How do artists spin bundles of inspirational fleece into one canvas? How do sculptors cultivate an essential thing out of mere material? What is that single point of beginning, the launch of the creative process?
Poet Richard Hugo wrote about the triggers we get from place and memory, while Rainer Maria Rilke advised us to go into ourselves for meaning. There is a crystalized passage in Twyla Tharp’s energizing book on creative habits where she connects the invention of her renowned ballet choreography to a warm space, an empty room, and a box of useful things.
Tharp also claims a process called “scratching:”
Scratching can look like borrowing or appropriating, but it’s an essential part of creativity. It’s primal, and very private. It’s a way of saying to the gods, “Oh, don’t mind me, I’ll just wander around in these back hallways.” and then grabbing that piece of fire and running like hell.
From Twyla Tharp’s The Creative Habit
“The more experience you have the more ingredients you add to the mix,” agrees Mark Hearld in his collection of work and thoughts on the nature of creation and creativity, The Raucous Invention: The Joy of Making. The Yorkshire artist continues: “Ultimately the more richness you can have.”
Being in nature, exercising, noticing, being aware of the seasons, being aware of the changing time of day, suddenly having a nature encounter such as a hare running down the path in front of you: it’s a vital part of my engagement with the world.
Like those who turn to nature as a source of solace and are rewarded by its unexpected handmaiden, inspiration, Hearld traipses (my word, but isn’t it grand?!) about his local Yorkshire and brings into his art everything the surroundings offer. And more often than not, he brings those precious things into his studio and home as well.
It is at this point, the mental pockets turned out and all the bits removed like cosmic lint, that the raucous invention begins.
It’s a case of going into the studio and finding a beginning. That beginning might be a connection you notice between a beautiful piece of violet paper and a piece of mustardy yellow paper, and something about the way they combine gives you an idea, or you cut a shape from one of them, and place it down, and then the collage might begin like that.
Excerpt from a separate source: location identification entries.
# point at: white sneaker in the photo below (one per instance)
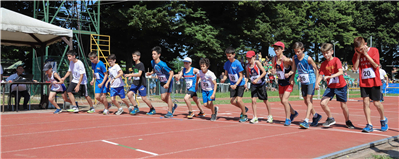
(254, 120)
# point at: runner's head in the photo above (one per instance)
(327, 50)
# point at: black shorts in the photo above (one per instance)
(259, 91)
(238, 92)
(192, 94)
(373, 92)
(82, 89)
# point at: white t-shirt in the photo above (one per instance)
(206, 80)
(77, 69)
(113, 72)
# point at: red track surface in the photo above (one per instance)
(69, 135)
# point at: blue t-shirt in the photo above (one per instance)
(233, 69)
(99, 70)
(305, 70)
(162, 70)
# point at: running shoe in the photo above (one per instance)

Fellow Yorkshire sculptor Barbara Hepworth once admitted that she preferred carving to modeling because she liked to find the hidden form rather than build up something piece by piece. The distinction could be applied to collage art but in reverse: the idea of adding, or as Hearld writes “you cut a shape form one and place it down…” over and over until form emerges.
Whatever is ultimately created, Hearld reminds us, the creative process is jumbled and anti-directional.
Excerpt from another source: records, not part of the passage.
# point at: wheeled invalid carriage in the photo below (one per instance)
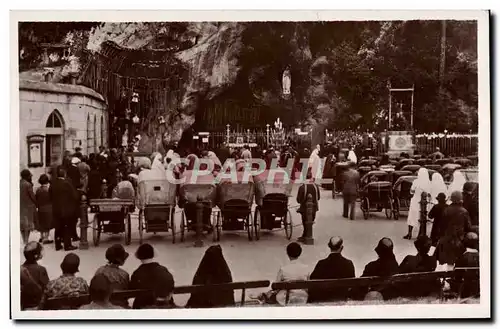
(377, 196)
(235, 202)
(189, 194)
(112, 216)
(402, 194)
(156, 201)
(271, 197)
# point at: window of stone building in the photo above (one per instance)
(103, 130)
(90, 136)
(95, 133)
(54, 131)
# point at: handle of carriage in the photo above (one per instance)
(199, 222)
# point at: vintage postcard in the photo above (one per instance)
(250, 165)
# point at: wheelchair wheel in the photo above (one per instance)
(389, 208)
(288, 224)
(365, 207)
(249, 225)
(257, 223)
(128, 229)
(217, 230)
(183, 226)
(141, 225)
(172, 223)
(96, 230)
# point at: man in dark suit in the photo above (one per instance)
(469, 259)
(335, 266)
(304, 190)
(351, 180)
(64, 206)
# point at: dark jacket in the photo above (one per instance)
(302, 196)
(64, 199)
(439, 224)
(153, 277)
(34, 279)
(450, 245)
(350, 182)
(415, 264)
(213, 269)
(335, 266)
(470, 287)
(74, 176)
(386, 266)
Collages can begin in many different ways there’s no one way to create – there are no rules, and that’s the rule. You’ve got to suspend disbelief and keep going, find your groove. That’s very much like making an image, because until the marks and the gestures begin to connect, they all seem unrelated, gauche, inarticulate.
Raucous Invention is a scarcely contained book of color, form, shapes, pieces, scenes, ideas and a first hand look at this unique artist’s “scratching.” It draws from Hearld’s collaborations with St. Jude printmakers and with the Yorkshire Sculpture Park which features his work.
Couple this splash for the senses with Rollo May’s seminal work on emotions and vulnerability in the creative process, my own look at the connection between curiosity and wonder, and Annie Dillard and Virginia Woolf on the mental and physical space necessary to create.